Yankee Stadium is to Ballparks As Xcode Is to IDEs

Before we jump into enumerations' cousins, structures and classes, let's discuss the ballpark where all the Swift games are played: Xcode.

To this point, all the code that I've written for this blog I wrote in an Xcode playground. A playground, as the playground likes to tell people when they first open it, looks like this:



In other words, a playground is a place where you can play with or practice writing some code to make sure if it works before writing it into your final project.

Why can't we just play around with stuff in our final project? Oh, you can and you will. But sometimes you'd rather practice that Jeter jump-throw on the playground behind an abandoned building than during Game 1 of the ALCS on national television.


So what is Xcode? Xcode is Yankee Stadium, Wrigley Field, Fenway Park. It's where you code the apps that will one day exist in the App Store. Unlike playgrounds which exist as is, Xcode has the ability to include files from your hard drive, to reach out to the web, and more. Playgrounds are games of pepper: Xcode is a full nine and extras if necessary.

If Wrigley is a ballpark, Xcode is an IDE. What is an IDE?  It is an Integrated Development Environment which is a fancy way of saying it's where you code software. Here's Wikipedia's definition:


And to give you a visual, here is Sublime Text 3, a popular text editor, where a developer would normally write code:


What you see here is code written in Python. And here is Swift code written in Xcode:


What similarities and differences do you see? Let's start with similarities. Both have examples of code written in them. In Sublime Text, all you see is code. In Xcode, you see code in the second panel from the right. 

And the differences?

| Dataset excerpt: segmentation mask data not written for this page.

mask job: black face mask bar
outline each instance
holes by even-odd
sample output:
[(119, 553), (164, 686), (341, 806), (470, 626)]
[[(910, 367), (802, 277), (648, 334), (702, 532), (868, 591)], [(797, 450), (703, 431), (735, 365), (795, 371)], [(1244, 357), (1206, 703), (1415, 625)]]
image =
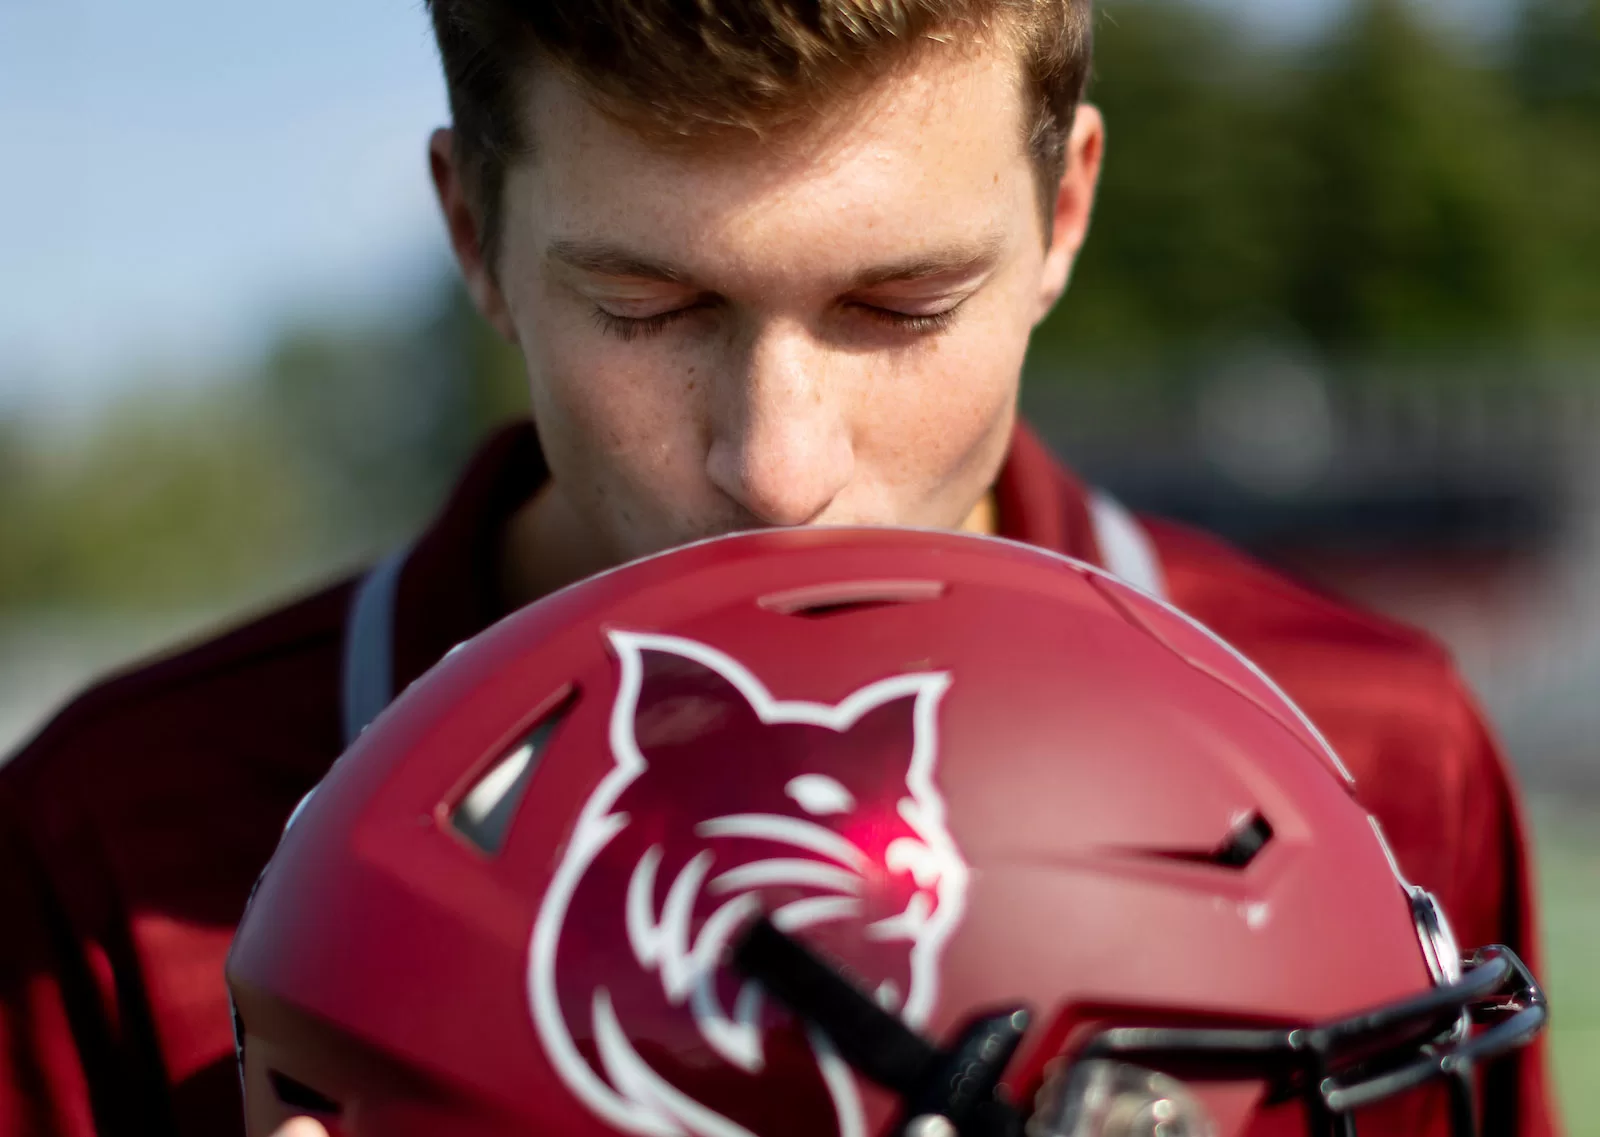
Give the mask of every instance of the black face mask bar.
[[(1006, 1100), (1000, 1080), (1030, 1024), (1026, 1008), (981, 1015), (940, 1049), (765, 918), (746, 930), (732, 962), (826, 1035), (863, 1077), (899, 1095), (895, 1137), (1023, 1134), (1027, 1115)], [(1138, 1063), (1195, 1081), (1260, 1080), (1268, 1100), (1305, 1104), (1312, 1137), (1355, 1137), (1356, 1110), (1442, 1082), (1452, 1134), (1478, 1137), (1475, 1070), (1526, 1046), (1548, 1017), (1544, 992), (1516, 953), (1486, 947), (1456, 982), (1336, 1022), (1110, 1026), (1076, 1060)]]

The biggest difference is what the other three panels in Xcode can do for you that regular text editors do not. 

On the far left panel there is a list of all the different files created for this project, these include assets such as images, videos, and sound files, it includes the storyboard which is what you see in the panel second from the left which acts as a visual of what you are building. It includes the actual files where you write code like what you see in the panel second from the right. And that just covers the highlighted blue folder in the upper lefthand corner of Xcode. To the right of that highlighted blue folder are seven more icons adding even more functionality from what errors or warnings there are and what they have to say, to a search function to find whatever it is you may be looking for, to the break point navigator that details where you have installed specific areas where the code should stop running so you can identify bugs. 

In short, text editors are like pitchers that strike out or walk everyone and IDEs like Xcode are pitchers that make use of their fielders to save their arms. Or what Crash Davis told Nuke here:




So relax. This game is fun goddammit. It's fun.

Going forward we are going to dig deeper into Xcode before returning to structures and classes.